Ami-Miriam "Amie" Bramme Sey (born 12 August 1987) is a Swedish television and radio presenter. She has hosted the film awards Guldbaggegalan, and the music awards Grammisgalan, participated as a contestant in ”På spåret” and ”Förrädarna”. As well as presenting the dating show ”Bachelor” and ”Idol 2023”. As well as a career on radio and podcast.

==Biography==
Bramme Sey grew up in Södermalm, Stockholm, with her sister Fatima Bramme Sey. Her half-sister is singer Seinabo Sey. Her father Gambian-Swedish musician Maudo Sey, they never met and Bramme Sey saw her father for the first time after his death in 2013. He had suffered a stroke in Gambia and her been transported to a Swedish hospital for treatment, Amie Bramme Sey told about this while presenting her episode of the radio show Sommar i P1 in 2021.

She started her career in radio in Metropol, as the presenter of her own show Metropol med Amie, and she was later employed by Sveriges Radio as culture reporter ahead of the 2014 General election in Sweden.

In the 2017–18 season of the game show På spåret broadcast on SVT, she participated along with Gunnar Bolin, placing second. In 2021, along with David Sundin she hosted the movie awards Guldbaggegalan.

In 2023, she presented the reality dating show Bachelor, which was broadcast on Sjuan.

Amie Bramme Sey hosted the annual music award Grammisgalan three times in a row. First in 2021 along with Johanna Nordström, in 2022 with Sofia Dalén and in 2023 along with Pelle Almqvist.

During Idol 2023 she was a co-presenter of the show along with Pär Lernström. The show was broadcast on TV4.

Ahead of Idol 2024 Bramme Sey was replaced by Mauri Hermundsson as co-presenter. In December 2024, she was a ”travelling reporter” for Musikhjälpen, travelling to Sierra Leone to report about what can be done to help people there. Amie Bramme Sey and her cousin has the podcast ”Raseriet” together. In the podcast the duo talks about human rights and equality.
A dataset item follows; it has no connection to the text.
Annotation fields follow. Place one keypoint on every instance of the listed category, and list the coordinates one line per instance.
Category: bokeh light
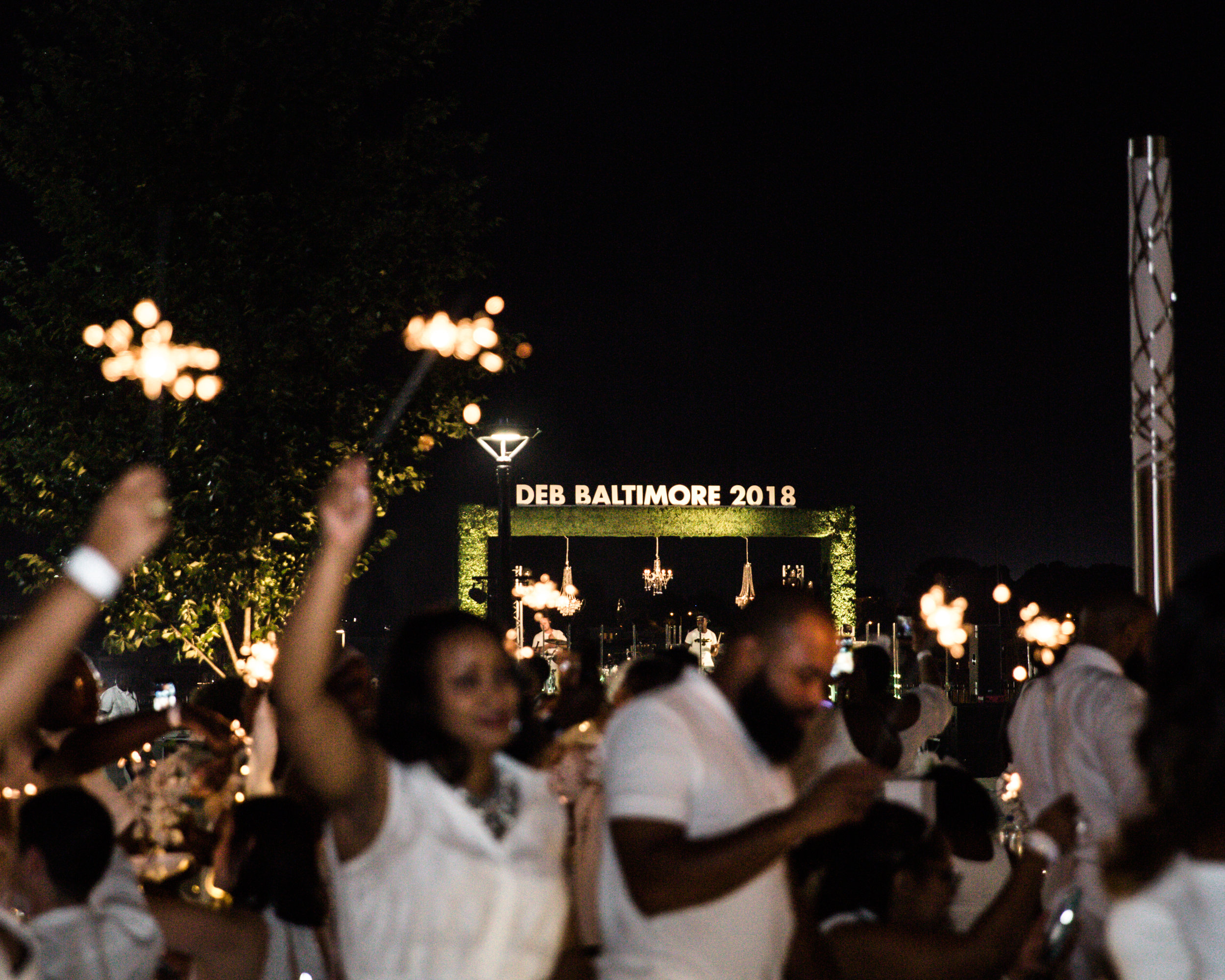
(491, 362)
(146, 313)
In 2025, Amie Bramme Sey takes part as a contestant in the third season of ”Förrädarna”, the Swedish version of The Traitors which is broadcast on TV4.

Amie Bramme Sey have one child, a daughter born in 2017. She and the childs father parted ways in 2022. Since 2023, she is in a relationship with Paradise Hotel contestant Oliver Strige.